When Jonathan Gonzalez was 4 years old, he picked up a pencil and wrote with his right hand, which indicated he would be a righty in baseball. However, soon after that, he grabbed a bat and a ball and hit lefty over and over again. By age 10, he began to throw a mean fastball with his right hand, and fortunately evaded the strict teachers in his school who might have made him choose one hand or the other. His godfather, Ron Fulco, a legendary fast-pitch softball player himself, had the baseball smarts to back off and let the kid play ball in his own way. By the time Jonathan joined the Lower East Side Gauchos baseball program, he was fortunate enough to hook up with coach David McWater, who understood the importance of allowing players to develop their own style.

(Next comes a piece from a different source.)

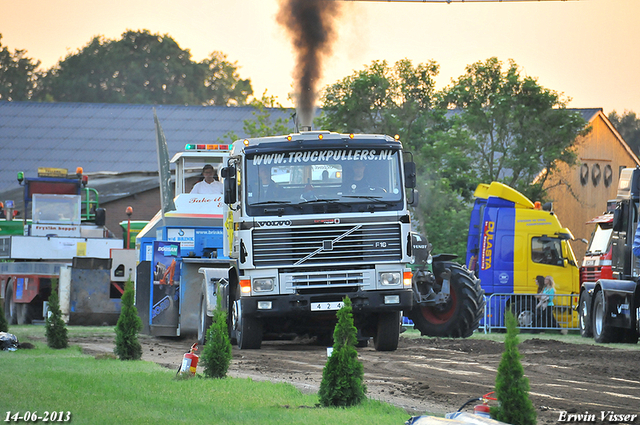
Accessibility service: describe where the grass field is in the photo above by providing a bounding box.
[0,326,408,425]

McWater, a longtime Lower East Side resident and community leader and current chairperson of Community Board 3, founded the L.E.S. Gauchos baseball program shortly after Sept. 11, 2001. In the Gauchos mission statement it describes the Lower East Side as a “historically working-class neighborhood with many of our players coming from economically and educationally disadvantaged backgrounds.” Besides creating a program with first-rate former professional players as coaches and trainers, “the program teaches the young men how to ‘think’ like a baseball player, not just how to do it,” adds McWater.

These young men are taught strategies within the game of baseball that leave them well prepared for the curve balls life will throw them as they grow up. What sets the league apart from other Little League organizations is that the coaches are not dads with a hankering to soak up a summer of baseball by coaching their kids. Instead they are top-level former pro players, such as Frankie Rodiguez, who pitched for the Minnesota Twins — leading their staff with 13 wins in 1996 — the Seattle Mariners and the Cincinnati Reds, as well as Oreste Marrero from Bayamon, Puerto Rico, who was the starting first baseman for the Montreal Expos under manager Felipe Alou and had a long career in the minor leagues and overseas in Taiwan, hitting 278 home runs, 277 of them in the minor leagues.

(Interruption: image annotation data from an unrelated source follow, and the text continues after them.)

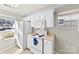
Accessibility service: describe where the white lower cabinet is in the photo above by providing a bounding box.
[44,40,54,54]
[27,35,32,49]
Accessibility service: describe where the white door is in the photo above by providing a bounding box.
[45,9,54,27]
[23,21,32,49]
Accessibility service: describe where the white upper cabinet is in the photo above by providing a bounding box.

“Watching Frankie and Oreste coach is like magic,” says McWater in awe of how they handle the ball. “It is hard to describe how they catch a ball because it happens so fast. The ball touches the heel of their glove and bounces into their throwing hand like lightning. It is amazing to watch.”

The knowledge these coaches have gained from playing in the big leagues cannot be quantified into a set of written instructions for other Little League coaches because it is largely an intuitive process that can only be taught by example. This has given the young players in the Gauchos an extraordinary leg up in the highly competitive world of precollege or preprofessional baseball.

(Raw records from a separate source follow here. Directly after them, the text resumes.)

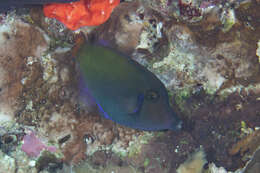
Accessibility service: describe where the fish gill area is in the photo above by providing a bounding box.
[0,0,260,173]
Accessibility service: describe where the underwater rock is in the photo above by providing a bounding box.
[21,132,56,157]
[0,14,47,121]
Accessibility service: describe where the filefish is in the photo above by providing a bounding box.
[0,0,78,12]
[76,43,182,131]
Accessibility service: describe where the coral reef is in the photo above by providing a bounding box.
[0,0,260,173]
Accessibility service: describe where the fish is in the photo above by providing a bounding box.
[0,0,78,13]
[75,42,182,131]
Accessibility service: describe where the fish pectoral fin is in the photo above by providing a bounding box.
[124,94,144,115]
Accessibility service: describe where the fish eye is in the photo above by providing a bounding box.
[145,90,160,101]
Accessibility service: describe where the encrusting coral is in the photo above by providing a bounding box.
[43,0,120,30]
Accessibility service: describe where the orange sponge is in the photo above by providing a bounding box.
[43,0,120,30]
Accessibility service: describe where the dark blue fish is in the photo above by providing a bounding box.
[76,43,182,130]
[0,0,78,12]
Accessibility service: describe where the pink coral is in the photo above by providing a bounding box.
[22,132,56,157]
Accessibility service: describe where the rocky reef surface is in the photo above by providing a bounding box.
[0,0,260,173]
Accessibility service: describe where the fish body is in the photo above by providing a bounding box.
[76,43,181,130]
[0,0,78,12]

The coaches, including Fulco, as well as John Manuel-Sanchez, who worked for the Philadelphia Phillies and the Chicago White Sox, have created a “culture of baseball” on the Lower East Side for 65-plus kids ages 13 to 18.

Because the teams are privately funded, albeit on a shoestring budget, these city players get a chance to travel to college showcases and tournaments in areas of the country that are vastly different from the Lower East Side. The program also offers SAT prep classes for free, which — sometimes costing over $1,500 — are too expensive for many teenagers, and can potentially raise a score 100 points. Unlike other area Little League programs, the Gauchos play up to 80 games a season, sometimes six to seven games a week, and they love every minute of it.

McWater and the other coaches hope to expand the program to include a facility with indoor batting cages and classrooms for academic and baseball education, as well as a centralized youth program where baseball can move indoors in the winter months.

This idea was inspired by the baseball town of Waxahachie, Tex., where in 1915 a baseball culture sprang up when Ty Cobb came to town. By 1925, five Major League players came out of this so-called “high school baseball capital of the world.”

In New York City’s blossoming youth baseball culture, Jonathan Gonzalez of the Gauchos is now a highly scouted star pitcher, along with lefty pitcher Nelson Jiminez and Andrew Pena, a freshman at La Salle Academy. But the L.E.S. Gauchos are not for superstars only. There is a recreational division for anyone who wants to play baseball, because the way McWater sees it, “If they’re from the neighborhood and care enough to show up, well, we’ll put them on a team.”

In fact, the L.E.S. Gauchos welcome new players into the league, even youngsters who are taking their first steps into baseball land. All players at every level are given a chance to work with the expert coaches, including Burt Beagle, who boasts having coached over 200 players who have gone on to play professional baseball. But more important, the Gauchos coaches are mentors to these young men, and they have done their best to level the playing field for kids growing up on the Lower East Side.